Ibovespa cai 1,23% aos 102.174 pontos

MERCADO


Bolsa
A bolsa iniciou a sessão sem notícias importantes, ficando mais devagar até o meio da tarde, quando começou a pesar, com a blue chips sofrendo pressão de venda com as notícias vindas dos EUA, a respeito do difícil acordo sobre a nova rodada de estímulos fiscais. No fechamento o Ibovespa marcou queda de 1,23% aos 102.174 pontos, com giro financeiro de R$ 28,7 bilhões (R$ 27,0 bilhões no à vista). No fechamento, os três índices de NY mostravam queda. Outro destaque do final do dia foi a escolha da senadora Kamala Harris para vice da chapa do candidato democrata Joe Biden. Hoje temos o vencimento de opções sobre o Ibovespa. As bolsas internacionais mostram alta nesta manhã e o petróleo também estava positivo no começo da manhã. A agenda econômica traz dados a produção industrial de junho na zona do euro, com alta de 9,1% no M/M e de queda de 12,3% no A/A. ambos abaixo das expectativas (Bloomberg). No Brasil saem as vendas a varejo de junho e nos EUA, o índice de preço ao consumidor de julho. Os resultados corporativos do 2T20 seguem mostrando o peso da pandemia sobre o desempenho das empresas, pesando sobre as ações. Contudo, as expectativas passadas para este 3T20 são mais animadoras. Os investidores tem mostrado maior cautela nos últimos pregões, o que poderá prevalecer também nesta quarta-feira

Câmbio
A moeda americana recuou de R$ 5,4808 para R$ 5,3820 com queda de 1,80% no fechamento.

Juros
Ontem a taxa de juros para jan/21 fechou em queda de 1,875% para 1,870% e o DI para já/27 caiu de 6,54% para 6,443%. Sem novidades no dia, o mercado seguiu na expectativa da reunião entre o ministro da Economia, Paulo Guedes, e o presidente da Câmara, Rodrigo Maia, no fim da tarde para discutir a agenda econômica. Em entrevista o ministro destacou as baixas no seu ministério e colocou algumas limitações enfrentada por seu ministério.

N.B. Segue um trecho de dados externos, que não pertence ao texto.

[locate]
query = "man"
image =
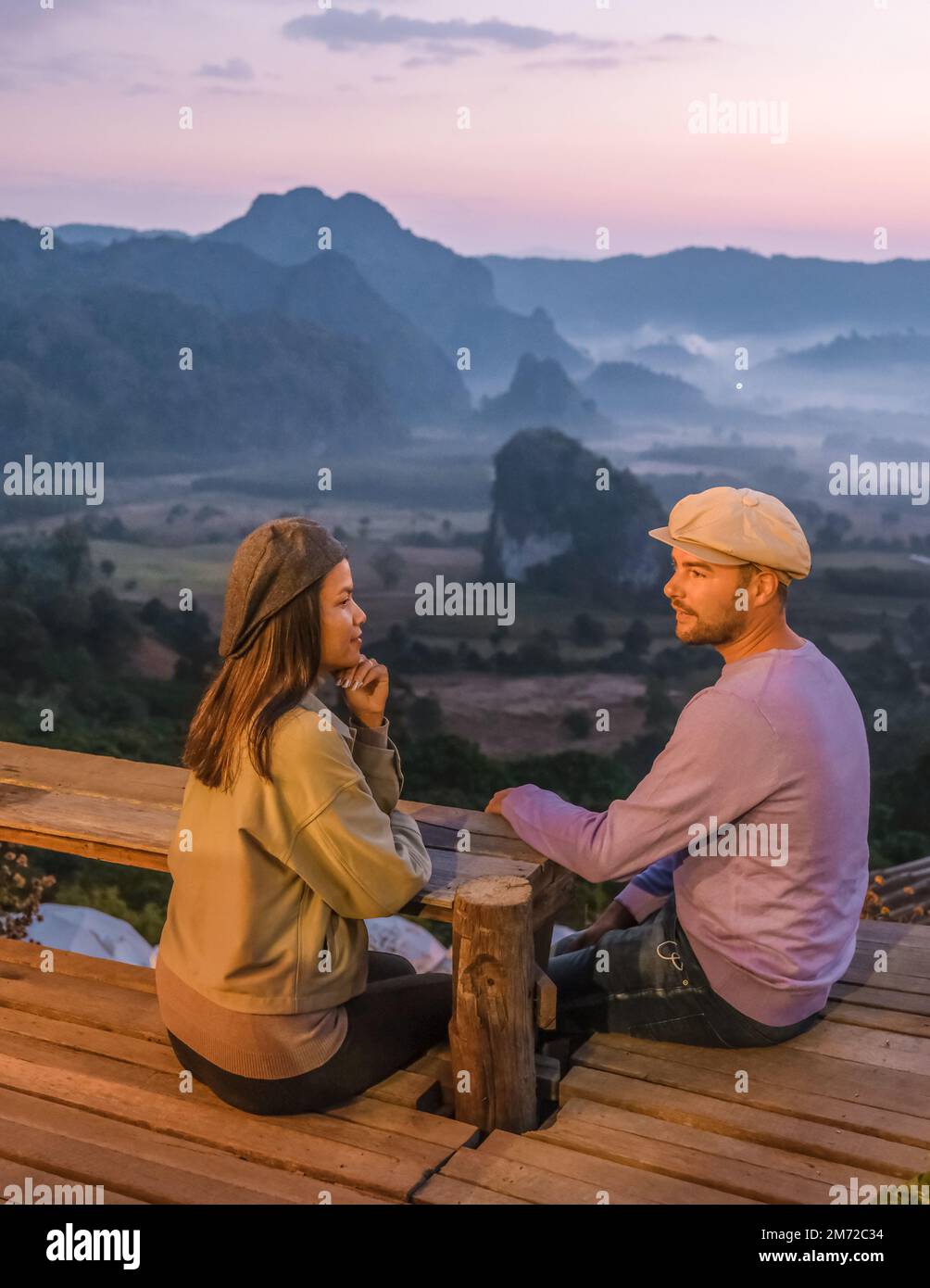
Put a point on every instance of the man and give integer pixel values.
(751, 825)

ANÁLISE DE SETORES E EMPRESAS

RD Raia Drogasil (RADL3)
Queda de 60,2% no lucro líquido do 2T20, somando R$ 60,2 milhões

O lucro líquido do 2T20 ficou em R$ 60,2 milhões, com queda de 60,2% em relação aos R$ 151,3 milhões registrados no 2T19. No acumulado do semestre o resultado líquido caiu de R$ 231,2 milhões para R$ 170,3 milhões (-26,3%).

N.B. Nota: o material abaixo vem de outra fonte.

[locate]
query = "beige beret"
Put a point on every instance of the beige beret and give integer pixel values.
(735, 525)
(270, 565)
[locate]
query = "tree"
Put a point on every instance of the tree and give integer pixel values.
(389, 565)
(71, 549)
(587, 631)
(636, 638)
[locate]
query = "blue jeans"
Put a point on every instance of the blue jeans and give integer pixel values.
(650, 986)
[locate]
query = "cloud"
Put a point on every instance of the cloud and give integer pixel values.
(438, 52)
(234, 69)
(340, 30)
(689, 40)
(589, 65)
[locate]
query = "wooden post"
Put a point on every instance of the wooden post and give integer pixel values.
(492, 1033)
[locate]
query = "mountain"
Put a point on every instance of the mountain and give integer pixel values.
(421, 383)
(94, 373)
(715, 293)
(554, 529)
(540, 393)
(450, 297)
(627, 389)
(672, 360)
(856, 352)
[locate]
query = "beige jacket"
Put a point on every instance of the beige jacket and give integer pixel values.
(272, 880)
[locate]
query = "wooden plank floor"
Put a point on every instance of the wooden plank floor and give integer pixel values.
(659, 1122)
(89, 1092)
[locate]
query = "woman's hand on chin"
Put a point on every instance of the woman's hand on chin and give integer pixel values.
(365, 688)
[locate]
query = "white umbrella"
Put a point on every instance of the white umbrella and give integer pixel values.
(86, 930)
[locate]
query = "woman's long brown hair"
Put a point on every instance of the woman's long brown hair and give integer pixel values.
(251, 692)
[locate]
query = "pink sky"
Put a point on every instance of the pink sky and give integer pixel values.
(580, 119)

  • A receita liquida do 2T20 somou R$ 4,47 bilhões contra R$ 4,23 bilhões no 2T19 (+5,8%);
  • O lucro bruto cresceu 2,4% somando R$ 1,32 bilhão;
  • As despesas operacionais saltaram de R$ 939,5 milhões para R$ 1,09 bilhão (+16,0%), com destaque para as despesas com vendas, (efeito da pandemia).
  • O EBITDA somou R$ 229,6 milhões no 2T20 contra R$ 349,8 milhões no 2T29 (-34,3%);

A ação RADL3 encerrou ontem cotada a R$ 114,33, alta de 2,7% no ano.

Valor de mercado: R$ 37,7 bilhões.


Sinqia (SQIA3)
Forte resultado do 2T20 com melhora nas principais  linhas 

A Sinqia, provedora de tecnologia para o sistema financeiro, reportou seus resultados do 2T20 com melhora nas principais linhas e melhor trimestre de sua história, com continuação de aumento da carteira de clientes e adicionando novos produtos ao portfólio.

A qualidade da carteira de clientes da Sinqia juntamente dos produtos e serviços oferecidos sustentou o sólido crescimento de Receita líquida com Recorde de R$ 49,6 milhões, crescimento +17,5% vs. 2T19) aumento decorrente do crescimento orgânico (+15,1% vs. 2T19) e inorgânico (+2,4% vs. 2T19); A Receita líquida de Software registrou R$ 34,5 milhões (+18,0% vs. 2T19), aumento decorrente do crescimento orgânico (+14,5% vs. 2T19) e inorgânico (+3,5% vs. 2T19); Receita recorrente. Recorde de R$ 43,5 milhões (+23,2% vs. 2T19), representando 87,8% da receita líquida total – percentual mais alto na história da Sinqia; Lucro bruto. Registrou R$ 16,8 milhões (+35,3% vs. 2T19), aumento decorrente do crescimento das receitas e melhoria da lucratividade (+4,4 p.p. vs. 2T19); EBITDA ajustado. Recorde de R$ 7,4 milhões (+44,8% vs. 2T19), combinação de maior receita, aumento na margem bruta e queda nas despesas gerais e administrativas como proporção da receita; Lucro caixa ajustado. Alcançou R$ 2,7 milhões ante R$ 8 mil no mesmo trimestre do ano anterior.

A Sinquia fechou cotada a R$ 24,95 com valorização de 1,84% no ano.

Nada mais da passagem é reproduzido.